Albayrak, "Mağdurlar diye anılıyor. Biz hiçbir zaman mağdur olmadık. Biz her zaman bu ülkede doğruları, ülkenin, milletin, vatanın birliği için yapılması gerekenleri yapan gazete, aile ve şirketler olduğumuzu anlattık" dedi.
Komisyonun gazete manşetleriyle ilgili sorular sorduğunu ifade eden Albayrak, Yeni Şafak ve ailenin üzerine dönemin medyasının niye geldiğini aktardıklarını da belirtti.

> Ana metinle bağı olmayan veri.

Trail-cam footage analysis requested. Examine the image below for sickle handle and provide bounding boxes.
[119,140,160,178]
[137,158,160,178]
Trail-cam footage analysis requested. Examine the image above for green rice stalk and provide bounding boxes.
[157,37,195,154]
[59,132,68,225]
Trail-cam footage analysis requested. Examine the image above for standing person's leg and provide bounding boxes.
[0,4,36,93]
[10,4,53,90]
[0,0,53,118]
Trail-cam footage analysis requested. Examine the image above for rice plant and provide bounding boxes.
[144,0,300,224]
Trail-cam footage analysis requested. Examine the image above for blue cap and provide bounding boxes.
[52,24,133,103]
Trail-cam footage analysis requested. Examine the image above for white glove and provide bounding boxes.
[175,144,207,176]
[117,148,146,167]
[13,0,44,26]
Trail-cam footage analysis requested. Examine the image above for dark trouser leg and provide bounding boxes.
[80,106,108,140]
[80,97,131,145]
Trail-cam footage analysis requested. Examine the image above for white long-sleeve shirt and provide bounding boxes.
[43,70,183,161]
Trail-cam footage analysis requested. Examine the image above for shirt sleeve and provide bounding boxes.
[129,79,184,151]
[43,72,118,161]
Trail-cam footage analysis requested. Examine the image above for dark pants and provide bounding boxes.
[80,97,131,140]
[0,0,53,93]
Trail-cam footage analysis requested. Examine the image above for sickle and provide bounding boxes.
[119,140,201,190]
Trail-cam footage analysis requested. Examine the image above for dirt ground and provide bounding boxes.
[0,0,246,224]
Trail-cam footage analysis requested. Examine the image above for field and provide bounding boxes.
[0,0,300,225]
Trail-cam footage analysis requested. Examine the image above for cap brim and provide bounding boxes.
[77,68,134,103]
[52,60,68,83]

Albayrak, "14 Ağustos 2001'de AK Parti'nin kurulması, bir ay sonra Yeni Şafak ve Albayrak ailesine böyle bir operasyon yapılmasının, özellikle AK Parti'nin kurulmasından sonra AK Parti ve Recep Tayyip Erdoğan'ı yıpratmak için bir kampanya olduğunu anlattık" diye konuştu.
Ilıcak: "Hedef haline getirildik"
Gazeteci Nazlı Ilıcak da 2 saat boyunca düşüncelerini ve 28 Şubat'ta yaşadıklarını anlattığını belirterek, özellikle Akşam gazetesinden çıkarılışını ve oğlu Mehmet Ali Ilıcak'ın kamuoyunda yıpratılmak için nasıl hedef haline getirildiğini anlattığını söyledi.

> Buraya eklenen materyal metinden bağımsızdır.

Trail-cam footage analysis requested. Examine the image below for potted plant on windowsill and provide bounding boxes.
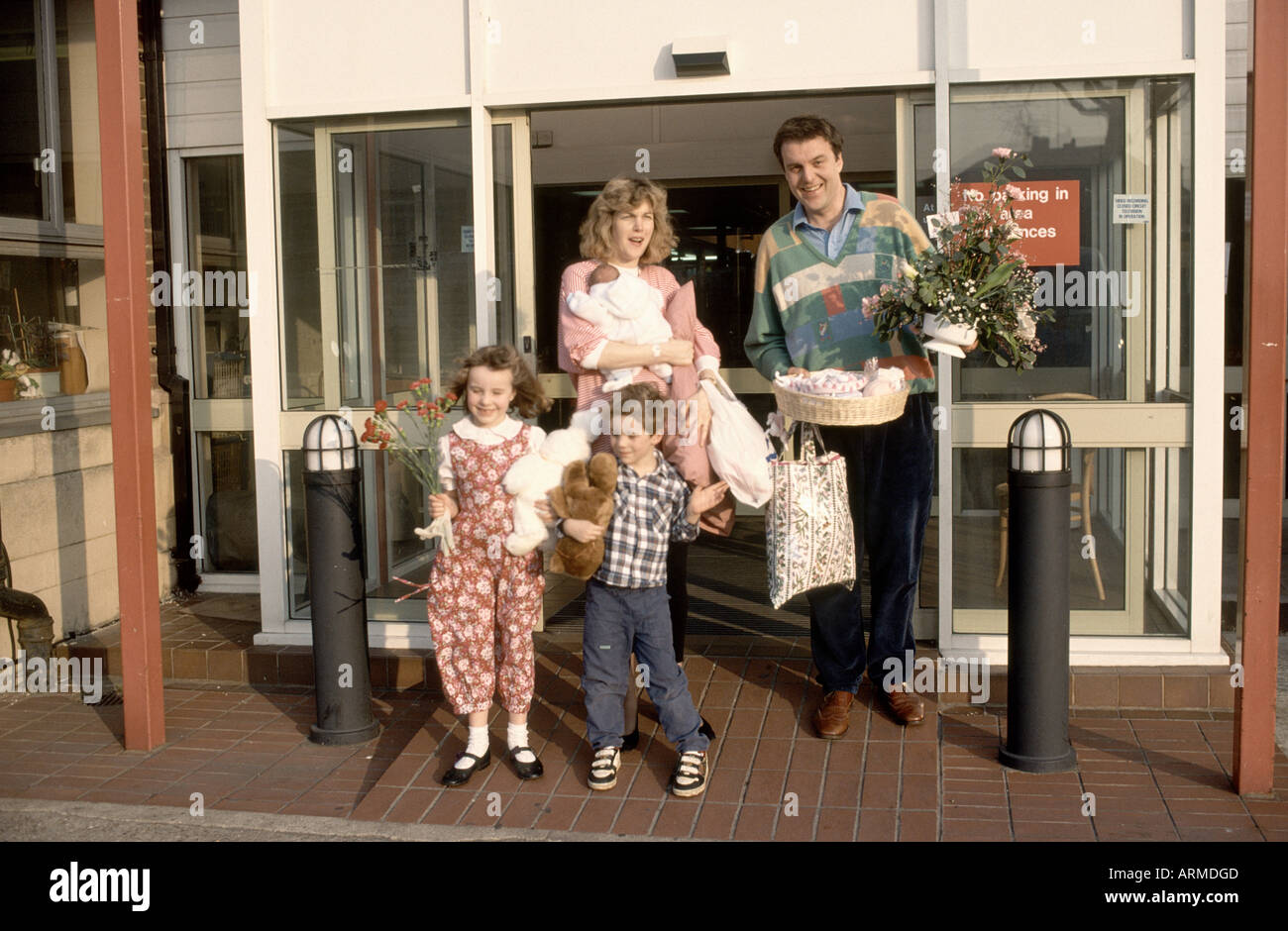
[0,349,40,402]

Ilıcak, Süleyman Demirel'in 28 Şubat'taki tavrıyla ilgili bazı soruların kendisine yöneltildiğini de kaydederek, "Ben O'nun genelde meseleyi yumuşatarak götürdüğünü söyledim ve kendisinin açıklamalarından anladığımıza göre nizamiyenin kapısından asker döndü. Daha sıcak bir darbeyi engellemek için böyle davrandığını düşündüğümü söyledim" dedi.
Kendisinin ortaya çıkardığı Andıç'tan da söz ettiklerini anlatan Ilıcak, onunla ilgili bilgiler verdiğini, ayrıca o dönemin Genelkurmay Başkanı İsmail Hakkı Karadayı'nın Batı Çalışma Grubu faaliyetlerini bilmediğini söylediğini, ancak kendi kanaatinin, bilmemesine imkan olmadığı yönünde olduğunu söylediğini de dile getirdi.
Ilıcak, milletvekilliğine son verilmesiyle ilgili süreci de anlattığını ifade ederek, o dönem medyanın kendisini hedefe koyduğunu dile getirdiğini de söyledi.